Surprise, surprise—we have a theory. Here is it: just about everyone in this play is related to each other except Thersites. He's about the only guy who doesn't have any relatives. That makes him an outsider and an outcast—a guy nobody respects or takes seriously.
So, obviously, his opinions don't matter. Right? His thoughts and ideas are just as "illegitimate" as he is, and he's just a "bastard" slave with a bad attitude. But, the funny thing is that his opinions do end up mattering. Shakespeare makes sure of that.
That's because Thersites embodies the ugliness of the entire play. Basically, he's the play's unofficial mascot. He gives voice to the play's pessimistic attitude toward everything from war to sex and love.
At first, we sort of blow him off as a rage-aholic who needs his mouth washed out with grandma's bar of soap. But, as the play goes on, it becomes more and more clear that Thersites is the one who sets the tone and that we're sort of meant to see the world through his eyes. Thersites speaks the truth—and it may be ugly, but it's definitely the truth.
The other thing you should know about Thersites is that he's not much to look at.
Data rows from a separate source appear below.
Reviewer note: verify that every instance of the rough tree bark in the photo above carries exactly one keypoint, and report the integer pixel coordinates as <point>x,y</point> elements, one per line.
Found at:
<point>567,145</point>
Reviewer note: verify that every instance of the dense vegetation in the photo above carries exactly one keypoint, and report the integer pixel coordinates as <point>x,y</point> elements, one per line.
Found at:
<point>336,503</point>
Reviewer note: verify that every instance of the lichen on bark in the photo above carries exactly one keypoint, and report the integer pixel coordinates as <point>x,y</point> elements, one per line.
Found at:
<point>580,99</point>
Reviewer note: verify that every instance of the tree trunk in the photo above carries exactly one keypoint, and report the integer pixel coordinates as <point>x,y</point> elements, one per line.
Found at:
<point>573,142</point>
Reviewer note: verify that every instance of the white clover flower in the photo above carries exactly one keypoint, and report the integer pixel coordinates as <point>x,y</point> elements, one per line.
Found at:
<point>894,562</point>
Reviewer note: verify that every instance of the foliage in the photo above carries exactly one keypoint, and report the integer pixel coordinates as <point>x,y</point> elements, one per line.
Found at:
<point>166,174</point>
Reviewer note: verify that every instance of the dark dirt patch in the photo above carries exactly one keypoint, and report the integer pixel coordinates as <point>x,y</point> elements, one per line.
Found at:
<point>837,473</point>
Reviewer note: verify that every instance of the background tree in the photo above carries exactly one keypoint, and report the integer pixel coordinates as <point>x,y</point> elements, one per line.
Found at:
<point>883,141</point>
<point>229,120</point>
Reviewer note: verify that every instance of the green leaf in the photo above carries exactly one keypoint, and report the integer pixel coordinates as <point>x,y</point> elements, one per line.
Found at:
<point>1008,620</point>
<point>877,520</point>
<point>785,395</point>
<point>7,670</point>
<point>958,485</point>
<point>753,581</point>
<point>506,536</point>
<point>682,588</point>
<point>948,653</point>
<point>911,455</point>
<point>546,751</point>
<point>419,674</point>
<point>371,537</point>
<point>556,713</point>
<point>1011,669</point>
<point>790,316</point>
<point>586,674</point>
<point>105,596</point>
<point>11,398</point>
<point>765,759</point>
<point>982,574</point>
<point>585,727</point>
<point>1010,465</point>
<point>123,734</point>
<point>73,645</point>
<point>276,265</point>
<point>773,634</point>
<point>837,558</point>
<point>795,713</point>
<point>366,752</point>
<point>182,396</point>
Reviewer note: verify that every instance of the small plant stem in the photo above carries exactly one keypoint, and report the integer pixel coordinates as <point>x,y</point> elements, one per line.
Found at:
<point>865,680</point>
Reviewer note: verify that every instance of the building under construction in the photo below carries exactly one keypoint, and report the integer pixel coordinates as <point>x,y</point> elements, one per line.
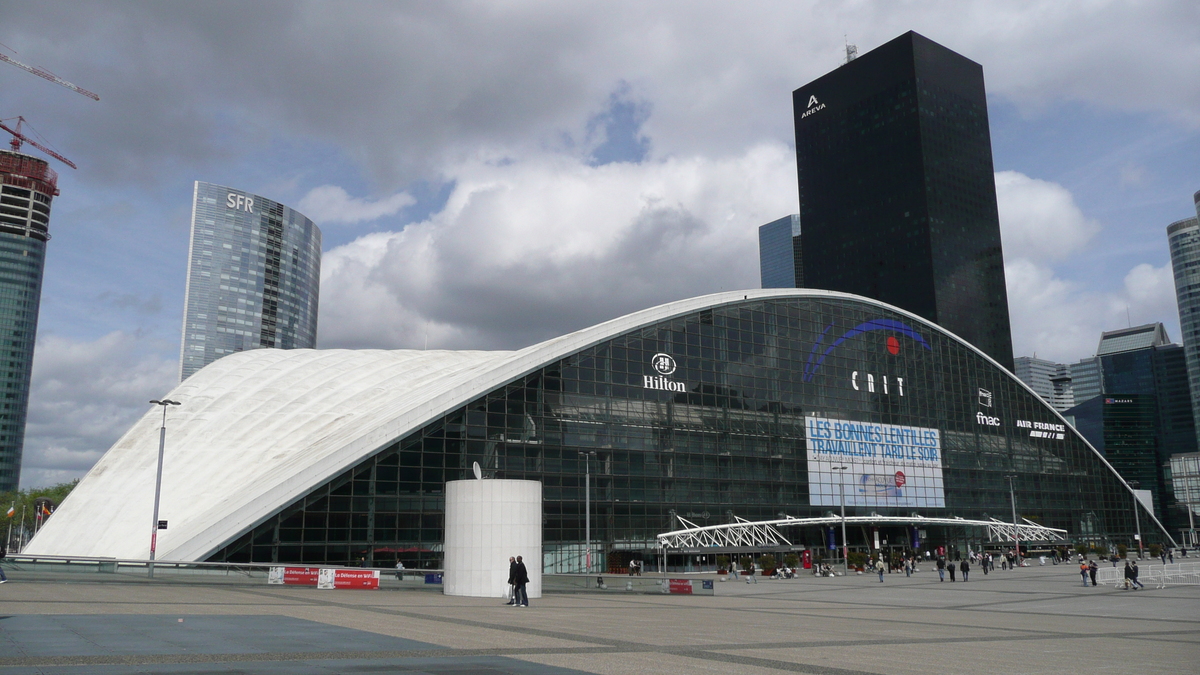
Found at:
<point>27,187</point>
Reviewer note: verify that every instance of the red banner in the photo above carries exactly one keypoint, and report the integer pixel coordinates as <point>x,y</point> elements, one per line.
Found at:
<point>681,586</point>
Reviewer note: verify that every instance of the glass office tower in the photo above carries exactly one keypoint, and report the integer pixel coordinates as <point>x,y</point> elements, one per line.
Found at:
<point>253,276</point>
<point>1183,237</point>
<point>898,195</point>
<point>779,254</point>
<point>27,187</point>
Ajax calls him "toadstool" and "porpentine" (terms used to describe someone with physical deformities) and threatens to "beat [him] into handsomeness."
Plus, the play's list of characters actually outright describes him as "a deformed and scurrilous Greek," which basically means that his physical appearance is just as ugly as his vulgar language and behavior. In other words, his physical deformity seems like it's supposed to be symbolic of his inner ugliness. Kind of like Shakespeare's evil "hunchback" Richard III.
Yeah, we know, not exactly PC. But still—an ugly character spouting ugly words in an ugly play. Yeah, no wonder this play wasn't a crowd-pleaser.